Exactly what it says on the title, this is the comprehensive and official account of the CIA's U-2 and OXCART projects, including technological, organizational, political, and operational. All the things you'd expect to be in are there: Kelly Johnson being a boss, the Gary Powers Shootdown, Coffin Corner. I particularly enjoyed plans for prototypes A-1 through A-11, and the various insane schemes considered in trying to get a radar invisible plan up to 70,000 feet and mach 3.

Only downside is that the writing is a little dry, and a lot of the photos in my FOIA copy are blurry messes. That said, if you enjoy reading government reports about aerospace projects, this is a good one.

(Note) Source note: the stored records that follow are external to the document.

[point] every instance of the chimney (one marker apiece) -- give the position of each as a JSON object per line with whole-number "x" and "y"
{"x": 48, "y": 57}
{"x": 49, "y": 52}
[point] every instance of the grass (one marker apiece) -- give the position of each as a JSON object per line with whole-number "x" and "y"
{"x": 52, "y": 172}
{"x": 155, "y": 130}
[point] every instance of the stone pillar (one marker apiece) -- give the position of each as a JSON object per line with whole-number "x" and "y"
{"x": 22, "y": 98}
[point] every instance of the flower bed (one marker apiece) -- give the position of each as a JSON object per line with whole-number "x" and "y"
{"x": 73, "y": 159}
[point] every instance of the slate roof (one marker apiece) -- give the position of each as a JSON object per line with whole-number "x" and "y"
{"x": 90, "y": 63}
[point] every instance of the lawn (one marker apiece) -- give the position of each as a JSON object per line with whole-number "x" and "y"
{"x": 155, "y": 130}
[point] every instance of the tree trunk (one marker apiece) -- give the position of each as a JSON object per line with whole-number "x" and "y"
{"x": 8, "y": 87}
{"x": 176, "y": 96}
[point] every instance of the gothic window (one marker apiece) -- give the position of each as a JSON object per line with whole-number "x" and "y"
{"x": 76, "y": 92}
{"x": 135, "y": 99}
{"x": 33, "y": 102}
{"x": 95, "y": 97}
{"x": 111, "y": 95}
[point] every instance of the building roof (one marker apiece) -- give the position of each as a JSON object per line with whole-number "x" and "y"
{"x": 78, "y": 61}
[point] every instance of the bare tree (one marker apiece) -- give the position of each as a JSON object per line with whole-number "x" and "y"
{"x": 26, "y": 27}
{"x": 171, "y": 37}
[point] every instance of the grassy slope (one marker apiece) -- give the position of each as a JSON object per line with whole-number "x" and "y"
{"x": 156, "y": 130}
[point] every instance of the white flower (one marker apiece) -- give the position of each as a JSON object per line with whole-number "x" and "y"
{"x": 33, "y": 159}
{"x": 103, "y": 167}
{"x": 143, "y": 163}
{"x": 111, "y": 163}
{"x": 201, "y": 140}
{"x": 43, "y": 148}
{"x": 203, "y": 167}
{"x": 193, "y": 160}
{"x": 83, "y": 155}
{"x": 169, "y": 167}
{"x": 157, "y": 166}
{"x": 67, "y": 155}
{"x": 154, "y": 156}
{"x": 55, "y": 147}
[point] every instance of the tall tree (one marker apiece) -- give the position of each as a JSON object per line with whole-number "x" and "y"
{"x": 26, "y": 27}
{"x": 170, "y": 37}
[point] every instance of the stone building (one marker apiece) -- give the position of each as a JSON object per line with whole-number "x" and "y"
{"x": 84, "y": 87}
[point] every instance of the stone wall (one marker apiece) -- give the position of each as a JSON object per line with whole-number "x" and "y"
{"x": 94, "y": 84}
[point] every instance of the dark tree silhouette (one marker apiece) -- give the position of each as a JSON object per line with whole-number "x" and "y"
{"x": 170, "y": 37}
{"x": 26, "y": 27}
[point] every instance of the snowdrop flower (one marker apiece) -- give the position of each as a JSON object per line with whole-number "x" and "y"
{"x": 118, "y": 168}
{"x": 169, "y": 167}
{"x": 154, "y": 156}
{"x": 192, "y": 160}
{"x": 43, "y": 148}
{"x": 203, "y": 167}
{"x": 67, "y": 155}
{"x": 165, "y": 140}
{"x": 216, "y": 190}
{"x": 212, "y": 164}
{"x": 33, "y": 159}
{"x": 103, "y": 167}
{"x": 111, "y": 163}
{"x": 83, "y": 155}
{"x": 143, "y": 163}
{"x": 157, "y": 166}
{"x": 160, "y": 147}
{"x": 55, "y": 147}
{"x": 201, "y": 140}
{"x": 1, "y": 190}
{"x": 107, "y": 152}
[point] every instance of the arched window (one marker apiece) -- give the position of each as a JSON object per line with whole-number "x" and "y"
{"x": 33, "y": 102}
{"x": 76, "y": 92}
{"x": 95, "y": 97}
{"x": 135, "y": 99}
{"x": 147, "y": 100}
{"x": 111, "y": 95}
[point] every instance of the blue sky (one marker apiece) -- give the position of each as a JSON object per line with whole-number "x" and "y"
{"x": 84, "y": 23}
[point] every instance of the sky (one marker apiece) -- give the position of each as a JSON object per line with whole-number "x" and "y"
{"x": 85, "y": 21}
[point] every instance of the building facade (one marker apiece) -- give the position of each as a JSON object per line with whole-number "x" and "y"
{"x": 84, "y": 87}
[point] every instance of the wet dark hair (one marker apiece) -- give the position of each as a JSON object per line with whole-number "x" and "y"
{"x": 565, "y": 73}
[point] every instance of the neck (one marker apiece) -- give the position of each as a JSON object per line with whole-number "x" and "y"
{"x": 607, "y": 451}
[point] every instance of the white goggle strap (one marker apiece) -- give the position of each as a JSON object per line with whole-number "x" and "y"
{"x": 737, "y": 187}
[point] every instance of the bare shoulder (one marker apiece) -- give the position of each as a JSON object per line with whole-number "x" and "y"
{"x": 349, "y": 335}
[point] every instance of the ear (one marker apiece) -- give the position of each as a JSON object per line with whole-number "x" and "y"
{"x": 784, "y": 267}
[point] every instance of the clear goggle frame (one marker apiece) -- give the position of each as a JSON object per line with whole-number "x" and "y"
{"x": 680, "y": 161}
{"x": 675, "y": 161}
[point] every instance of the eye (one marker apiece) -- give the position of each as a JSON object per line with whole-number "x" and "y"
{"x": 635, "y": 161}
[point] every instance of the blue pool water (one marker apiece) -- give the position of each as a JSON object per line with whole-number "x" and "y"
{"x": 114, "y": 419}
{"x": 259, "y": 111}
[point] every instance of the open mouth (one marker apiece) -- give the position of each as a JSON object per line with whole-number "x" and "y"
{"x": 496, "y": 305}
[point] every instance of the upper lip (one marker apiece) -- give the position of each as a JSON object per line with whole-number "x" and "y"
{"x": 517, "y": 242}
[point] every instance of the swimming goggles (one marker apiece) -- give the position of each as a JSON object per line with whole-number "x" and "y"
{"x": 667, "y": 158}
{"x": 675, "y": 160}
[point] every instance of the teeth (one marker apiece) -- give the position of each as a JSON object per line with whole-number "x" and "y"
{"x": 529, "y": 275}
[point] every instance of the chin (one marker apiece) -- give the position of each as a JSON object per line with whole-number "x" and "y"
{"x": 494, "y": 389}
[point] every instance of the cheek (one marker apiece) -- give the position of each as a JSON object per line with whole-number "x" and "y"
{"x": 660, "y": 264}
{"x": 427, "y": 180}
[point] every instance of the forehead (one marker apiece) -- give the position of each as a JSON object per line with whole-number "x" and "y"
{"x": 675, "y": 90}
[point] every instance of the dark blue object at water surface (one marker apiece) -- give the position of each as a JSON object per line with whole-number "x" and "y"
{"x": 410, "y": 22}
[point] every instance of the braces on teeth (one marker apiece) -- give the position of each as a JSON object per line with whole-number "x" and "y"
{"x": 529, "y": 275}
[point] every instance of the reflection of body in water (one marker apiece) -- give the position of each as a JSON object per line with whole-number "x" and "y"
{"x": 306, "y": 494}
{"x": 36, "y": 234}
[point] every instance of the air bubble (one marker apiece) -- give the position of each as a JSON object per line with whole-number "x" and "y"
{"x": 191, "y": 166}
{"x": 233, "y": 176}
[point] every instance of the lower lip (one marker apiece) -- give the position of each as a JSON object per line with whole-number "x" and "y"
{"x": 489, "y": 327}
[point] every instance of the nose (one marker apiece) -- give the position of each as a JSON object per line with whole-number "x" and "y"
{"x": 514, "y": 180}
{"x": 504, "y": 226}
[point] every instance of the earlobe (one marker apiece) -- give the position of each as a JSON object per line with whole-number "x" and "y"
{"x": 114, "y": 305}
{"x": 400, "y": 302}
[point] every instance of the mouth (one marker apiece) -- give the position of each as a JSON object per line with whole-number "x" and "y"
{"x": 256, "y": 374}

Nothing in life is easy for some people. Miles Vorkosigan is back from the dead, but he has a tendency towards seizures in stressful moments, which leads to him nearly botching a rescue mission, falsifying logs to cover up his medical problems, and getting cashiered on Barrayar. It may be the perfect time, because the legendary chief of Imperial Security, Simon Illyan, has come down with a brain disease which is destroying his memory and sanity, and only Miles has the necessary guile to find out out who is trying to decapitate Barrayar. What follows is a mole hunt that John le Carre could be proud off, interspersed with Miles' ruminations on identity and purpose. This book feels a lot more grounded than Mirror Dance and Brothers in Arms, and it feels like Miles has made a definite positive bend in his character arc, but the book as a whole is transition. It'll be interesting to see what happens next.